Я пишу эту главу по горячим следам – только что закончилась лекция о женщинах в жизни Климта. Перед лекцией, насмотревшись на его порнографические наброски, о которых с таким аппетитом рассказывает наш герой воображаемому Фрейду, один молодой человек сказал: «Видимо, чего-то ему не хватало в жизни…» Так наброски же с натуры! Всего ему хватало. С избытком. Недаром ему приписывают до 40 детей, а письма свидетельствуют о том, что слухи вполне оправданны. Неслучайно я устроила эту вымышленную встречу с отцом психоанализа: Зигмунд Фрейд был старше на 8 лет, жил в том же городе, работал на той же ниве чувственности и эротомании. Доподлинно неизвестно, были ли эти двое знакомы, но они, безусловно, в каком-то смысле коллеги, и их встреча хотя бы на страницах этой книги должна была состояться. И именно в поезде. Не только потому, что в его ритмичной качке, начитавшись трудов Фрейда и насмотревшись картин Климта, находишь нечто эротическое, но и потому, что железные дороги – один из важнейших символов Австрии рубежа веков. Стремительно разрасталась железнодорожная сеть, бурно развивалась империя, богатели венские промышленники – заказчики Климта.

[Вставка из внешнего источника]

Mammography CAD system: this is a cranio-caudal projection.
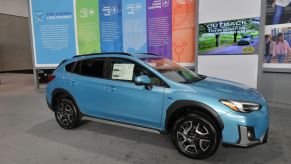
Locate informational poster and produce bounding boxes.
[112,64,134,81]
[122,0,147,53]
[30,0,76,67]
[199,18,260,55]
[172,0,195,63]
[29,0,197,67]
[147,0,172,59]
[264,0,291,67]
[75,0,100,55]
[99,0,123,52]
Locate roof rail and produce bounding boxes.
[73,52,132,58]
[138,52,159,56]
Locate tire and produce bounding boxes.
[54,95,81,129]
[171,114,220,159]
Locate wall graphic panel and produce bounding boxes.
[264,0,291,68]
[75,0,101,55]
[122,0,147,53]
[147,0,172,59]
[172,0,196,63]
[30,0,76,66]
[29,0,197,67]
[199,18,260,55]
[99,0,123,52]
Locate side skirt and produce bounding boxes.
[82,116,161,134]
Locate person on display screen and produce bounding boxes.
[273,33,291,63]
[272,0,291,24]
[265,35,275,63]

По свежепроложенным рельсам Австрия катилась в светлое будущее, ещё не догадываясь о том, что за очередным крутым поворотом её ждёт аншлюс. Большая часть клиентов Климта и их наследников окажется в концлагерях, а те, кому повезёт, – в эмиграции. Его «Золотая Адель»[4], портрет дочери председателя Восточных железных дорог Морица Бауэра, из апартаментов семьи Блох-Бауэр переедет в Бельведер, по пути утратив имя. На стене главной венской галереи она появится под поэтичным названием «Женщина в золотом» и обрастёт титулом австрийской Джоконды. Горькая ирония заключается в том, что волею судеб иконой австрийской красоты стал портрет чистокровной еврейки. Практически все модели Климта были представительницами этой национальности – в 1848 году началось смягчение законов, регламентирующих жизнь евреев в городе, в 1857 году император Франц-Иосиф приказал снести городскую стену, и в столицу хлынул поток людей, многие из которых вскоре составили цвет венского общества. За 20 лет население Вены удвоилось, так что для одной половины горожан аншлюс был триумфом, а для другой – смертным приговором.

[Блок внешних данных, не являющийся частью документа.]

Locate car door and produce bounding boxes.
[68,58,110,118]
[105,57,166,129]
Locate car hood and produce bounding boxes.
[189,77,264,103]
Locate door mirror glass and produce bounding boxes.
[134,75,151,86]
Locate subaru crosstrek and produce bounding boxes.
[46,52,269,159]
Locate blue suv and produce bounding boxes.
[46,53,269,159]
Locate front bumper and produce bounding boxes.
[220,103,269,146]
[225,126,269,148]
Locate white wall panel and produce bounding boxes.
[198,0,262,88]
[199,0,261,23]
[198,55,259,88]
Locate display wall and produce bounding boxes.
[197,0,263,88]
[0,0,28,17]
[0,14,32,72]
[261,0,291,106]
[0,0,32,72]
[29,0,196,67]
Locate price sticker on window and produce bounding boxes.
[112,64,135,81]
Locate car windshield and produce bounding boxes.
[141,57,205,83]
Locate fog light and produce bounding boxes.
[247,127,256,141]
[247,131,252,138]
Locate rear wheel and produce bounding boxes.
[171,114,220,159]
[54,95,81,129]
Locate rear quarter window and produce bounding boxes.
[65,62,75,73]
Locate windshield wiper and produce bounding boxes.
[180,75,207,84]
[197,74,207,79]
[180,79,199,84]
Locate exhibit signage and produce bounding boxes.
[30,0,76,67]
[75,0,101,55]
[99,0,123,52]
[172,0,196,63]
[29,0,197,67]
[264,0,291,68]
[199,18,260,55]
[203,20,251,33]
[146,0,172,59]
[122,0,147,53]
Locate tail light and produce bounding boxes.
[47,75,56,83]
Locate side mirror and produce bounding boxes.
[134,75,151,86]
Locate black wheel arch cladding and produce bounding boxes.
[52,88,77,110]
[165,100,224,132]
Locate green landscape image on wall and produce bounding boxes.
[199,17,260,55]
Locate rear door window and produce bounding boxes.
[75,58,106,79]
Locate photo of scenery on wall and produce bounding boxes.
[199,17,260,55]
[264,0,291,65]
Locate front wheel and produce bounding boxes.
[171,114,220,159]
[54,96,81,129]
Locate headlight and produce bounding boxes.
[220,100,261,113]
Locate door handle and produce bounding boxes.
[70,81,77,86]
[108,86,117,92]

Спустя 60 лет после Аншлюса Австрия решилась на повторную реституцию. То, что казалось признанием ошибок прошлого, не прошло проверку на искренность и обернулось популистским жестом. Роль лакмусовой бумажки сыграла Мария Альтман – пожилая еврейка из Лос-Анджелеса, которая заявила, что в Бельведере висит портрет её тётушки. Австрия легко рассталась с тремя климтовскими пейзажами из коллекции Блох-Бауэров, но «Золотую Адель» так просто не отпустила. Суды затянулись на несколько лет и вскрыли неготовность общества к реституции. Появление Марии Альтман стало двойным ударом: во-первых, жемчужину австрийского искусства хотят увезти за океан, во-вторых, австрийская Джоконда, икона арийской красоты, оказалась семитских кровей. Когда в 2006 году Мария выиграла суд, добавился третий удар: деньги, вырученные от продажи картины Новой галерее в Нью-Йорке[5], адвокат Марии Альтман Рэндол Шёнберг отдал на расширение Музея холокоста в Лос-Анджелесе и на правовую поддержку наследников жертв холокоста в делах о реституции. Так шедевр «золотого периода» Климта открыл дорогу домой многим картинам, украденным нацистами у людей, которые наверняка водили знакомство с королём модерна. И что, может быть, важнее – помог сохранить память о том, что с ними произошло.